Cancer that develops in the prostate gland is called prostate cancer. It is one of the common types of cancer. Prostate gland is a small walnut shaped gland in men, which produces semen and is responsible for nourishment and transportation of sperm. However, it is not entirely impossible to know if one has prostate cancer. Recent advances such as genetic testing and screening methods have made it possible to know if one will develop or has a risk of developing prostate cancer in the future.
Factors that increase the risk of prostate cancer include:
- Older age: It commonly affects men who are older than 50.
- Family history: If someone in your family has a history of prostate cancer, it could increase your chances too.
- Obesity: Obesity is commonly seen in men who are diagnosed with prostate cancer than with a healthier weight.
- Exposure to certain chemicals: Firefighters can be exposed to chemicals that may increase their risk of prostate cancer.
- Hereditary breast and ovarian cancer (HBOC) syndrome: HBOC is associated with the inherited DNA-repair alterations to the BRCA1 and/or BRCA2 genes. BRCA stands for “BReast CAncer”. HBOC is commonly associated with breast and ovarian cancers in women and only breast cancers in some men.
- Race/ethnicity: Certain races are more prone to prostate cancer. For reasons unknown Black men, especially African-American men. Also, geographically, prostate cancer occurs more often in North American or northern European location.
Common Genes Responsible for Prostate Cancers
Gene variations in certain genes give modest to moderate lifetime risk of prostate cancer, these are listed below:
- Mismatch repair genes
Other genetic changes: Other genes such as HPC1, HPC2, HPCX, CAPB, ATM, FANCA also increase the risk of developing prostate cancer.

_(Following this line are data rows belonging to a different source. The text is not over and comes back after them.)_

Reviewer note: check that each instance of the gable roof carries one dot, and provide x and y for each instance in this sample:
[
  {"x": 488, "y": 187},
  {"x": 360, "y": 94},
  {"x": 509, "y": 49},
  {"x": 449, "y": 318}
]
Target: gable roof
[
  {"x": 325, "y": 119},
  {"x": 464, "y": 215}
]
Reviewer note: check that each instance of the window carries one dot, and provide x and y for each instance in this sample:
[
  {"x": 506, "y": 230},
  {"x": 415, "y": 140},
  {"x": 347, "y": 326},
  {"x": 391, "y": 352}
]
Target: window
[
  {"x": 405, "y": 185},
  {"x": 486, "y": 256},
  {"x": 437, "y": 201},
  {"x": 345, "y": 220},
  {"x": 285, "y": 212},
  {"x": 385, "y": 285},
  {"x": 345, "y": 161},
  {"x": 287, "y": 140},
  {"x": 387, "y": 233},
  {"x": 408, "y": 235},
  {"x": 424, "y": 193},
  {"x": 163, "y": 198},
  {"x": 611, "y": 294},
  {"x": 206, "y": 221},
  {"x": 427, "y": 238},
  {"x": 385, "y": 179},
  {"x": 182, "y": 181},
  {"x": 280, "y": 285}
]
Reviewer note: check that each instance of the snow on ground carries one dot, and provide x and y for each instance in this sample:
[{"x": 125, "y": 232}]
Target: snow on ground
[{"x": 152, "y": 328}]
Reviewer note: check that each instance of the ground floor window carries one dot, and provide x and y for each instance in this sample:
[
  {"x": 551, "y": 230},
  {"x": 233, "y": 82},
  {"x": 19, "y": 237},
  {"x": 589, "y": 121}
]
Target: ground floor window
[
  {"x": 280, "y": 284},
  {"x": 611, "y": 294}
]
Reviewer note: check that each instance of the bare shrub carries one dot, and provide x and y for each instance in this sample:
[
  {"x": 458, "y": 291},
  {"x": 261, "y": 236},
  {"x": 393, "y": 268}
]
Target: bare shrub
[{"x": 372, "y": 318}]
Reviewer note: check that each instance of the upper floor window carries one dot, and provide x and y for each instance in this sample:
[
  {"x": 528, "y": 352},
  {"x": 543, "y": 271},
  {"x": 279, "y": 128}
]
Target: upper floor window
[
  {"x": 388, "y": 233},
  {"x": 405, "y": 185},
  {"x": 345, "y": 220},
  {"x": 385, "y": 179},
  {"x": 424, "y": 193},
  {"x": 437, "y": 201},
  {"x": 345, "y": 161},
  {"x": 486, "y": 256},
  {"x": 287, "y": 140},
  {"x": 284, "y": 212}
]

Assessment of Prostate Cancer Risk
Individuals with any of the risk factors mentioned above should consider the cancer assessment. The following tests can be performed to assess the cancer risk in a vulnerable person:
- Detailed family history analysis
- Genetic tests for any gene alterations
- Personal history
- Recommended screening test for prostate cancer: Prostate specific antigen (PSA) test
To check for if you have a genetic alteration that is linked to prostate cancer – it can start with a simple blood test or saliva test. If your urologist suggests for genetic testing, it should be considered after a proper genetic counselling.